Must, Should, Don't Care: TCP Conformance in the Wild

(arxiv.org)

155 points | by gbrown_ 1475 days ago

12 comments

  • Animats 1475 days ago
    This takes me back to the early days of TCP, when I used to do this. I had a TCP implementation with a "bit bucket"; every packet that was either rejected or didn't advance the connection (such as a duplicate) was logged. Then I'd send out emails to other developers; "Your packet sent at T did not conform to spec, per para..." Gradually, things got better.

    The "urgent" option could be deprecated. The original purpose was for when a TELNET connection was sending data to a slow printing terminal such as a Teletype, and you wanted to cancel the output. The TCP connection was being held back by flow control waiting for the printer on output, and might be held back on input if you'd typed ahead but the server wouldn't take another line until the output was done. The user would push BREAK, the TCP connection would send an urgent message, bypassing any queued data, and the server would get this, stop sending, and clear its output queue.

    Almost nobody has needed that feature in this century.
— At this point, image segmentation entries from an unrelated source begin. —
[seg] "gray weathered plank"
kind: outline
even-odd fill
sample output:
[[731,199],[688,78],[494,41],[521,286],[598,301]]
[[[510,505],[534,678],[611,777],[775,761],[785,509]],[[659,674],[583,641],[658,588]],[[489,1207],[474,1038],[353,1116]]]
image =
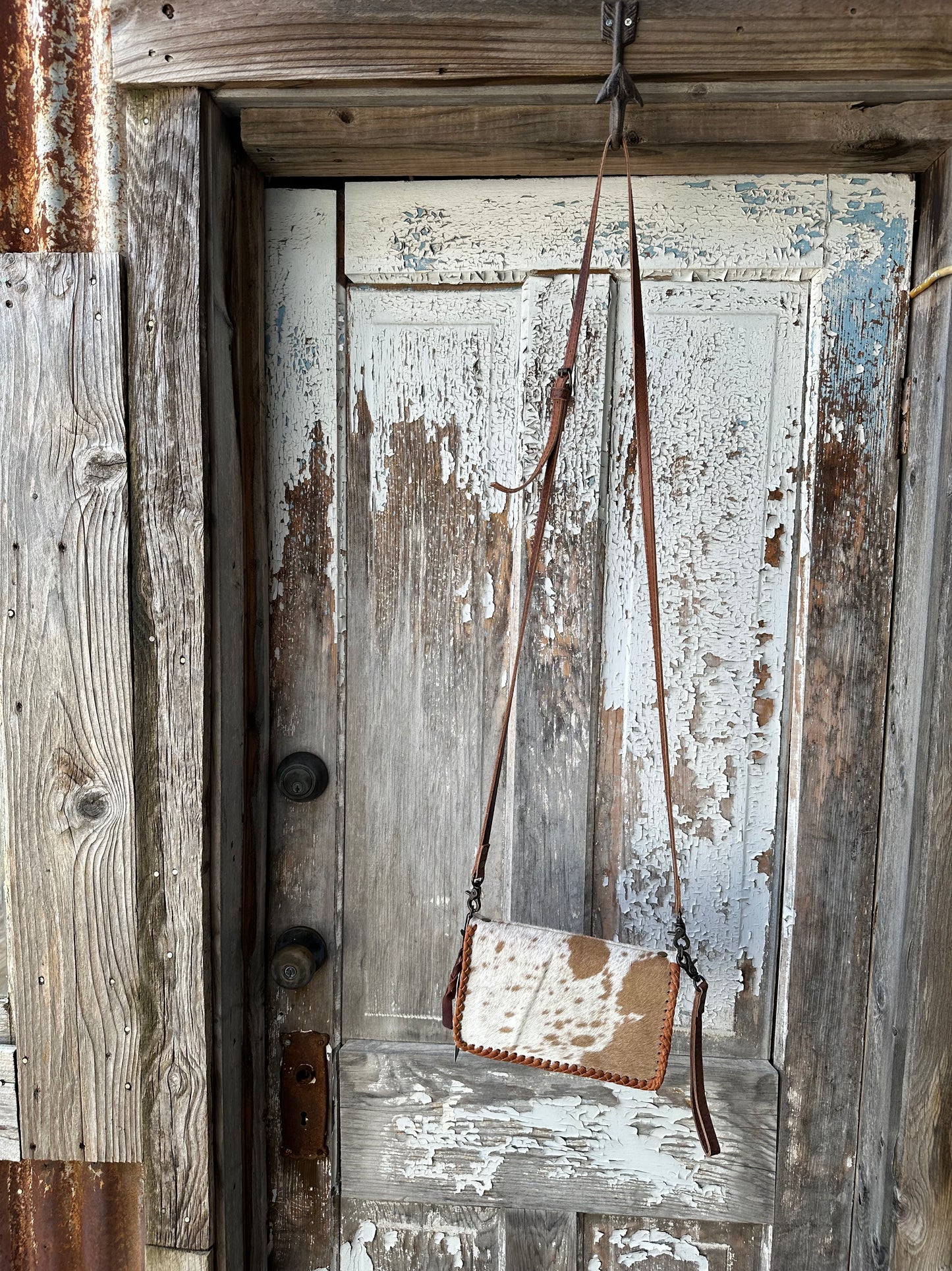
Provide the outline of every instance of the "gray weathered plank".
[[169,1249],[147,1244],[146,1271],[212,1271],[212,1251]]
[[343,1267],[509,1271],[500,1214],[493,1209],[345,1200],[340,1244]]
[[[209,848],[216,1230],[223,1265],[267,1248],[264,869],[267,527],[264,191],[236,128],[203,102],[203,290],[211,526]],[[264,798],[264,805],[263,805]]]
[[[633,53],[631,55],[635,56]],[[230,114],[248,109],[353,111],[416,105],[592,105],[600,81],[531,84],[221,84],[212,90]],[[646,105],[711,102],[849,102],[857,109],[897,102],[952,100],[952,78],[900,80],[638,80]],[[638,112],[640,113],[640,112]]]
[[[592,104],[272,107],[242,111],[241,137],[273,177],[559,177],[598,170],[607,118]],[[627,127],[638,174],[922,172],[949,144],[952,102],[663,103]]]
[[844,1266],[852,1223],[910,239],[910,208],[886,214],[875,178],[831,177],[829,189],[774,1035],[783,1080],[773,1256],[816,1271]]
[[[952,259],[952,155],[920,186],[914,281]],[[946,1066],[952,963],[944,897],[952,519],[952,289],[913,301],[909,449],[899,500],[896,597],[872,974],[850,1267],[939,1267],[952,1248]]]
[[343,1032],[440,1041],[505,694],[514,531],[490,483],[517,473],[522,295],[350,289],[348,306]]
[[128,366],[149,1240],[211,1243],[201,102],[131,94]]
[[0,1046],[0,1160],[20,1159],[17,1108],[17,1047]]
[[585,1271],[767,1271],[763,1228],[586,1215]]
[[[269,191],[267,208],[268,534],[270,561],[270,779],[297,750],[317,754],[330,788],[292,803],[273,788],[268,951],[287,927],[315,927],[327,962],[287,991],[267,974],[269,1223],[282,1271],[330,1266],[338,1220],[326,1160],[281,1152],[281,1033],[336,1038],[340,559],[336,371],[336,198]],[[333,1149],[331,1149],[333,1158]]]
[[[572,0],[485,0],[462,15],[448,0],[415,0],[400,13],[386,0],[347,11],[334,0],[267,10],[121,0],[112,31],[116,79],[127,84],[597,79],[609,66],[598,8]],[[946,37],[929,0],[850,9],[805,0],[768,11],[750,0],[716,9],[658,0],[642,10],[632,61],[642,76],[666,79],[948,75]]]
[[[592,859],[593,697],[600,663],[604,510],[602,455],[609,412],[609,297],[592,278],[579,339],[574,405],[566,419],[545,564],[533,581],[515,717],[512,726],[512,857],[509,914],[564,932],[588,929]],[[536,466],[548,432],[548,388],[565,357],[574,276],[531,278],[523,292],[523,381],[519,451],[523,475]],[[536,533],[538,487],[524,496],[526,548]],[[493,746],[495,737],[486,737]],[[485,797],[485,791],[480,791]],[[501,808],[500,808],[501,813]],[[499,821],[503,822],[500,815]],[[503,830],[500,824],[499,830]],[[503,833],[500,840],[505,839]],[[463,876],[461,876],[463,877]],[[499,899],[490,896],[499,911]]]
[[764,1060],[706,1066],[724,1149],[711,1160],[679,1056],[656,1094],[470,1055],[453,1063],[452,1046],[345,1042],[339,1063],[347,1197],[773,1218],[777,1074]]
[[6,255],[0,275],[0,807],[23,1150],[137,1160],[119,261]]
But there's probably someone, somewhere, with some ancient embedded device like a cash register printer, using it.

    • lkrubner 1474 days ago
      Mark Pilgrim once had a hilarious blog post in which he argued that all software developers were either assholes are psychopaths. He also argued that some people believed in angels, who followed the specs for the best of reasons, but who were actually mythical. Your """"Your packet sent at T did not conform to spec, per para..." Gradually, things got better""" would make you an angel, as you did it for the right reasons, though I imagine some of the people you wrote gave you a different classification.

      Sadly, Mark Pilgrim committed info-suicide and erased everything he'd written from the Web. (Off topic: it is sad how much disappears from the Web, and how many weblogs shut down. Some of the best essays I've ever read were on weblogs, now gone. I just revived a weblog I had run in 2005, and checking the links I found that the linkrot was running in the area of 50% to 60%.)

      • Animats 1474 days ago
        I was at an aerospace company. In aerospace, specs matter, because part A has to plug into part B. You can remove the Pratt and Whitney engines from an airliner and substitute Rolls-Royce engines. One is not emulating the other; they both meet the same spec. DoD used to be big on having multiple sources, all making interchangeable units to the same spec.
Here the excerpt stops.